In 2003 the United States invaded Iraq. Tens of thousands of Iraqis were rounded up and, without trial, incarcerated in Camp Bucca, a rough compound of tents and cinder block huts. Many ‘detainees’ were held there in appalling conditions for years. Camp Bucca was the incubator for ISIS. At its height it held 30,000 detainees, among them Abu Bakr al-Baghdadi, now known as “Caliph Ibrahim”, the leader of ISIS. While in Camp Bucca he had no trouble recruiting fellow Sunni Muslims, promising retaliation against America for the inhumane treatment meted out by the US Navy’s Naval Provisional Detainee Battalion in charge of the camp.

Isis was spawned in Camp Bucca. The invasion of Iraq in 2003 directly resulted in the violent upheavals and bloody mayhem that is the Middle East today. That same bloody mayhem is driving in excess of half a million refugees from their homelands, and into Europe.

I ask again: why should the US shoulder the burden of European migrants?

The answer: because the reckless and lawless actions of the United States have directly resulted in the bloodbath that is the Middle East today. Will the United States take any responsibility for its actions? Certainly not so far.

“It’s not our fight.”

That response echoes shamelessly around the political chat shows and halls of Congress. Strange, isn’t it, that the US can militarily stamp its jackboot on the throat of the Middle East for over a decade, walk away when they realise they can’t win, then calmly announce, “It’s not our fight,” as the region collapses into mayhem?
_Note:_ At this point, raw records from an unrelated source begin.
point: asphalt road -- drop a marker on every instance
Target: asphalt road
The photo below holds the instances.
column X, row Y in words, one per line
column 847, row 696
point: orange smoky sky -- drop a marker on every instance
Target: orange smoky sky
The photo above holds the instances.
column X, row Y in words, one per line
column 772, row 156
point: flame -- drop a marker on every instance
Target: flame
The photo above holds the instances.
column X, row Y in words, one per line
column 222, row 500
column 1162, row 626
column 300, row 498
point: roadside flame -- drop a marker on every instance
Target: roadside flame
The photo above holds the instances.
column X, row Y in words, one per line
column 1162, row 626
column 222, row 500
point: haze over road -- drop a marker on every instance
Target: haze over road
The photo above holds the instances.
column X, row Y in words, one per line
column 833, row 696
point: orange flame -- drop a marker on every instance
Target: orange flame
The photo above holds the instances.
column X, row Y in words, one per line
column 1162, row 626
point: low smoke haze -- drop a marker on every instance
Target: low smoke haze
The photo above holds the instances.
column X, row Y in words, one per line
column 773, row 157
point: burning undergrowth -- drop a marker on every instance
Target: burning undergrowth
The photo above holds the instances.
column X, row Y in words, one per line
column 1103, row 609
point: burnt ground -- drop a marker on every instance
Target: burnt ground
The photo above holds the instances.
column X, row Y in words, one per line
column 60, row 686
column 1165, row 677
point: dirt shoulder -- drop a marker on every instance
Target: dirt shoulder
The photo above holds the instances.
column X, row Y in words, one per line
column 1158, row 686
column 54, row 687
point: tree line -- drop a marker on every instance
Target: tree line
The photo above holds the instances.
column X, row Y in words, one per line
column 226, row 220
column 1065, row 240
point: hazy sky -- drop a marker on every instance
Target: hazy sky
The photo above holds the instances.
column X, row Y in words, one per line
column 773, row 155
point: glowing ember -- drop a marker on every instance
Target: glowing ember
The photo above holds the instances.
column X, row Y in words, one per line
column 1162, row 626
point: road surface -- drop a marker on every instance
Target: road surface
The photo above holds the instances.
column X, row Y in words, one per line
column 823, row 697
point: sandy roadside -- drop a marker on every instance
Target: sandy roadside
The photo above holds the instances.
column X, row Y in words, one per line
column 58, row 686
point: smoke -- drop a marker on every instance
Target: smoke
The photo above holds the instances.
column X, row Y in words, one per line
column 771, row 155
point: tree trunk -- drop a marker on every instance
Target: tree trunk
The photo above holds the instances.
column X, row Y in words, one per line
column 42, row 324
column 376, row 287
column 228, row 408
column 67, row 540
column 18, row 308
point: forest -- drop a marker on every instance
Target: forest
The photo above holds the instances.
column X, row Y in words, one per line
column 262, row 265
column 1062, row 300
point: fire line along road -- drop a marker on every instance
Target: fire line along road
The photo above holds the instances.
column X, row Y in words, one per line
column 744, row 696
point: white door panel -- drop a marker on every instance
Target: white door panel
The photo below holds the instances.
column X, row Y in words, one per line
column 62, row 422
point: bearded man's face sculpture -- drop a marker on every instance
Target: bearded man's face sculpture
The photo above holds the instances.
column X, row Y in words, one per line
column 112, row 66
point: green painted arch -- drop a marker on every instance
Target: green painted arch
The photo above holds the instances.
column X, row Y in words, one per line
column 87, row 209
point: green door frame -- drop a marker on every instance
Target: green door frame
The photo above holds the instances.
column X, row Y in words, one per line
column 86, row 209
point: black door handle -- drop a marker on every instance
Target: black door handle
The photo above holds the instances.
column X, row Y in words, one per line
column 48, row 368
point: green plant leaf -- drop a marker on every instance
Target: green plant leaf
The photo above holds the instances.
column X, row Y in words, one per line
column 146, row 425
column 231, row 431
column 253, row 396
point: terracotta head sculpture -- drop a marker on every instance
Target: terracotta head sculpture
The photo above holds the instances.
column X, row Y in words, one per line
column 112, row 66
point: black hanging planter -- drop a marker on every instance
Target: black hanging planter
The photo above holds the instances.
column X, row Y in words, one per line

Yes, I have missed the United States. I missed John Boehner’s fall from grace, only hearing of it a week following the event. I miss hearing of the gun crime, that useless waste of life at the hands of criminals and law enforcement alike. I miss the Republican comic-opera that passes for producing a presidential candidate. I miss not having to shop in a concrete alleyway bearing the exotic, though delusionary, title of shopping mall.[1]

I miss all these things, and I’m so glad I do. Life is infinitely better without them.

[1] France has only forty-two shopping malls throughout the whole country and twenty-six of those are in the Ile-de-France, around Paris. Happily, there are none in Brittany.